TLDR

  • Storage engines, such as RocksDB and Speedb,  have memtables that fill up with data and require flushes to persist to disk.
  • Uneven data distribution can cause memory management issues and inefficient flushes in busy databases.
  • The new feature presented in Speedb open source, Proactive flushes, involves a more proactive and global write buffer manager that initiates flushes based on heuristics.
  • Enabling proactive flushes improves application performance and better utilization of the system memory, compared to RocksDB memory management performance

Imagine you are running a delivery service company

You have incoming packages, outgoing packages, trucks routes, drivers, etc’.

At the core of the business is the fact you are getting lots of packages into your dispatching warehouse and you need to distribute them evenly between the different trucks and drivers.

But… What happens when you have lots of packages to a specific route and not that many packages to another route?

You send out two trucks to the busy route and wait for a day or two until you have enough packages to the non-busy route.

But.. (again…) these packages are now taking up storage space, and you still can't get them out as the trucks are not full.

Now imagine you have more and more areas, you might get to a scenario where you have most of your storage space occupied by packages that you just can't ship and you have very little space for new packages.

So you are forced to ship half-empty trucks to the busy area just to handle the incoming load!

Sounds weird right?

Wouldn't an intelligent dispatcher just send some half-empty trucks to the non-busy routes and free up the warehouse space?

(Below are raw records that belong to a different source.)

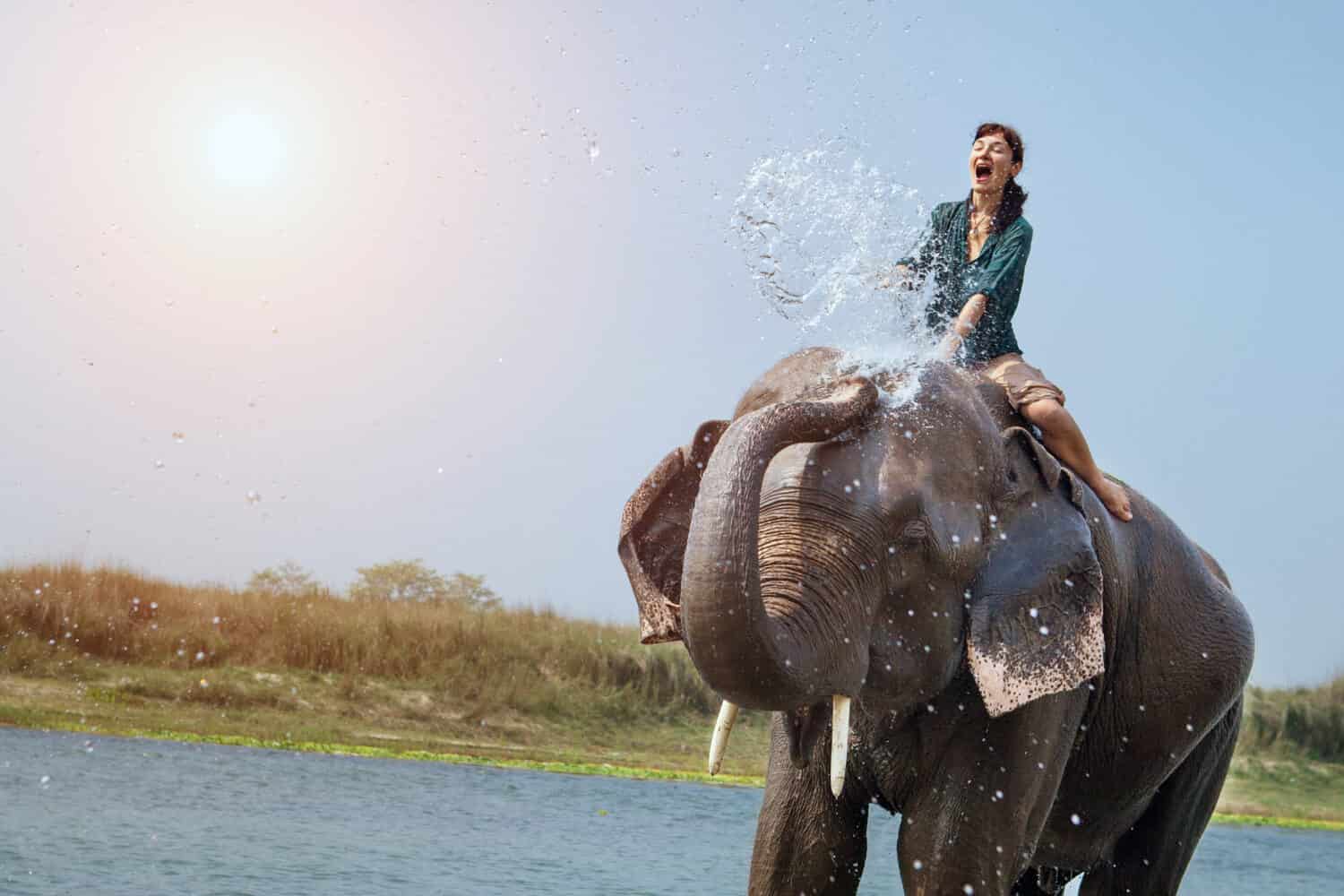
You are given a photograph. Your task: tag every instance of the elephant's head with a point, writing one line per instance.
(832, 546)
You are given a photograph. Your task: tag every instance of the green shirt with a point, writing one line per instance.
(997, 271)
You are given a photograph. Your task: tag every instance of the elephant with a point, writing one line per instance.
(946, 624)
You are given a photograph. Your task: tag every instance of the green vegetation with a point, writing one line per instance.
(288, 664)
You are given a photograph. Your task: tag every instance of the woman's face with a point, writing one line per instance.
(992, 164)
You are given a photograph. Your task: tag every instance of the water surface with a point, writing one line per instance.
(142, 817)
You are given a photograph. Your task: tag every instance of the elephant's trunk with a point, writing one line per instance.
(758, 656)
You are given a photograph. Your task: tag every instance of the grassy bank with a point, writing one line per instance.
(113, 651)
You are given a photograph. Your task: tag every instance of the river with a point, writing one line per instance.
(93, 815)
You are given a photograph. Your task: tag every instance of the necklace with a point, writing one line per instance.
(986, 220)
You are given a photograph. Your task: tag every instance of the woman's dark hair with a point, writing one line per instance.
(1015, 196)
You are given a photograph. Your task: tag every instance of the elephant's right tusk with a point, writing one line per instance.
(728, 715)
(839, 742)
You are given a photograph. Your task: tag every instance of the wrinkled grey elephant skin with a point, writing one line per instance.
(1039, 689)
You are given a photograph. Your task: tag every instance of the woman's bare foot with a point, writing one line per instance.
(1116, 498)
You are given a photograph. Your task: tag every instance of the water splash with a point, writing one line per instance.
(822, 231)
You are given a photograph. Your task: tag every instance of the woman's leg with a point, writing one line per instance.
(1066, 441)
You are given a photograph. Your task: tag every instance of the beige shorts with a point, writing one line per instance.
(1021, 381)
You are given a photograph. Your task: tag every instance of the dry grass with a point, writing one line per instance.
(532, 661)
(1296, 721)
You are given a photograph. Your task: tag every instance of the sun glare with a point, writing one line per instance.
(246, 148)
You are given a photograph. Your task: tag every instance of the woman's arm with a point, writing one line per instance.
(965, 323)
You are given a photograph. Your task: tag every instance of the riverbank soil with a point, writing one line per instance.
(395, 718)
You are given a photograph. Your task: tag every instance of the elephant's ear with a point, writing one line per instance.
(1037, 606)
(653, 530)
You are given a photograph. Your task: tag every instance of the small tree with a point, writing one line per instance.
(413, 581)
(285, 581)
(400, 581)
(472, 591)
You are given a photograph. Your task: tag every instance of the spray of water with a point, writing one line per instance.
(822, 231)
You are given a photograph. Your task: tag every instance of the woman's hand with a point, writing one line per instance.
(898, 276)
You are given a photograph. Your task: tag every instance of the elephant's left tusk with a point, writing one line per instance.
(728, 715)
(839, 742)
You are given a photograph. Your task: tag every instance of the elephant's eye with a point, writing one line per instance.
(916, 530)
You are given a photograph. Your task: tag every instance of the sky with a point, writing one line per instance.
(349, 282)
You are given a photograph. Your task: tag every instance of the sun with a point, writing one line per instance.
(246, 148)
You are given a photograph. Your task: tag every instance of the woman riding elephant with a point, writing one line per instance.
(948, 625)
(978, 252)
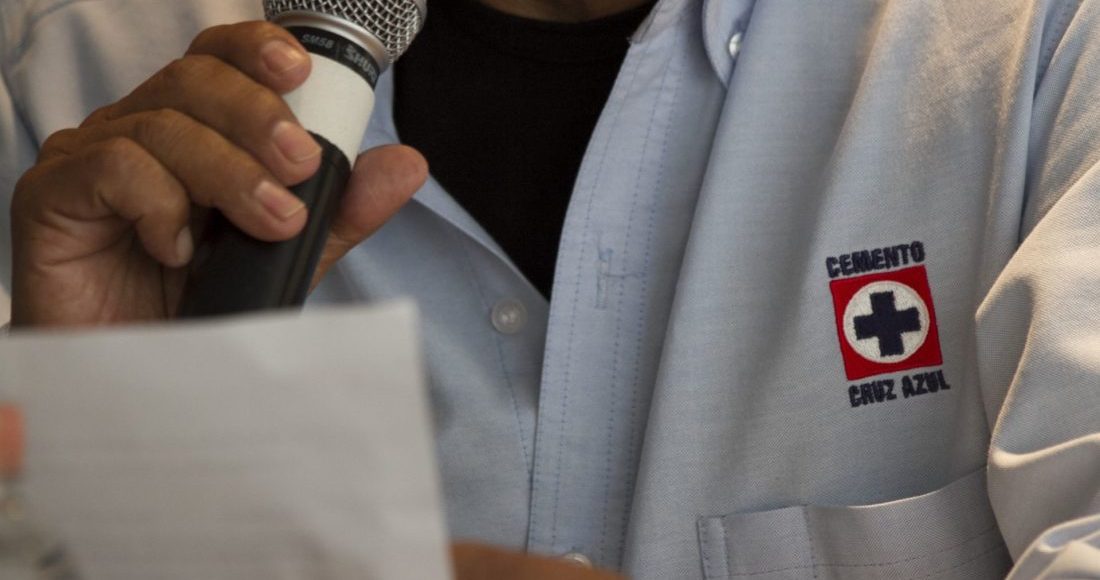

Of course, you would, and this is exactly what we did for actively flushing memtable 🙂

Why do RocksDB's small flushes impact your application performance?

Why are too many flushes or small flushes a problem? 

Simply put,  they create a lot of small files on the filesystem.

But why are small files are a problem? It’s a complicated question,  involving compaction, read\write amplifications, bloom filters, and read flow, but we'll try to explain it in a nutshell.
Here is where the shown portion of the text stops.